NeurIPS2022

BMU-MoCo: Bidirectional Momentum Update for Continual Video-Language Modeling

Yizhao Gao, Nanyi Fei, Haoyu Lu, Zhiwu Lu, Hao Jiang, Yijie Li, Zhao Cao

4 citations

Abstract

Video-language models suffer from forgetting old/learned knowledge when trained with streaming data. In this work, we thus propose a continual video-language modeling (CVLM) setting, where models are supposed to be sequentially trained on five widely-used video-text datasets with different data distributions. Although most of existing continual learning methods have achieved great success by exploiting extra information ( e.g. , memory data of past tasks) or dynamically extended networks, they cause enormous resource consumption when transferred to our CVLM setting.
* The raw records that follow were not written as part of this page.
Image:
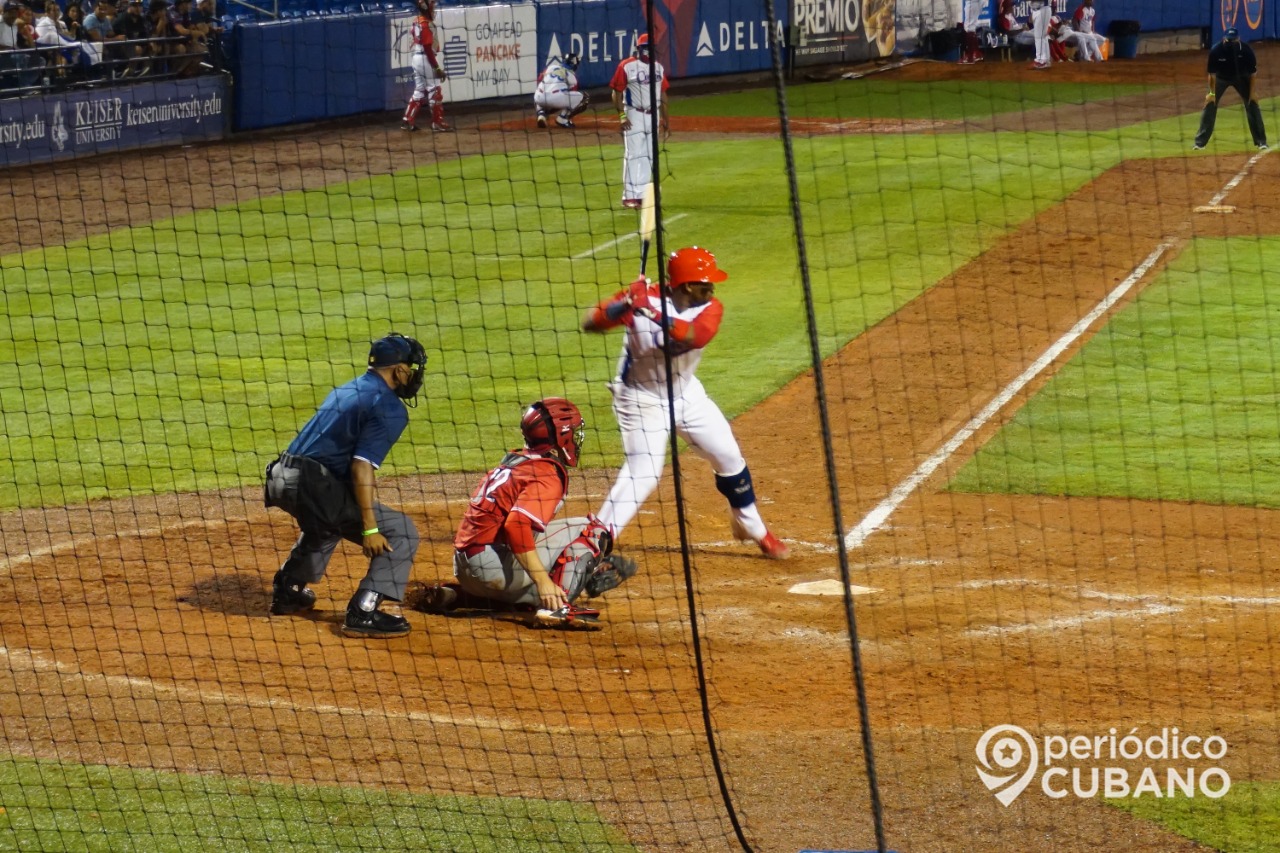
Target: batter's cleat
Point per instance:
(570, 616)
(289, 596)
(373, 624)
(773, 548)
(433, 598)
To overcome the challenges ( i.e. , catastrophic forgetting and heavy resource consumption) in CVLM, we propose a novel cross-modal MoCo-based model with bidirectional momentum update (BMU), termed BMU-MoCo. Concretely, our BMU-MoCo has two core designs: (1) Different from the conventional MoCo, we apply the momentum update to not only momentum encoders but also encoders ( i.e. , bidirectional) at each training step, which enables the model to review the learned knowledge retained in the momentum encoders. (2) To further enhance our BMU-MoCo by utilizing earlier knowledge, we additionally maintain a pair of global momentum encoders (only initialized at the very beginning) with the same BMU strategy. Extensive results show that our BMU-MoCo remarkably outperforms recent competitors w.r.t. video-text retrieval performance and forgetting rate, even without using any extra data or dynamic networks.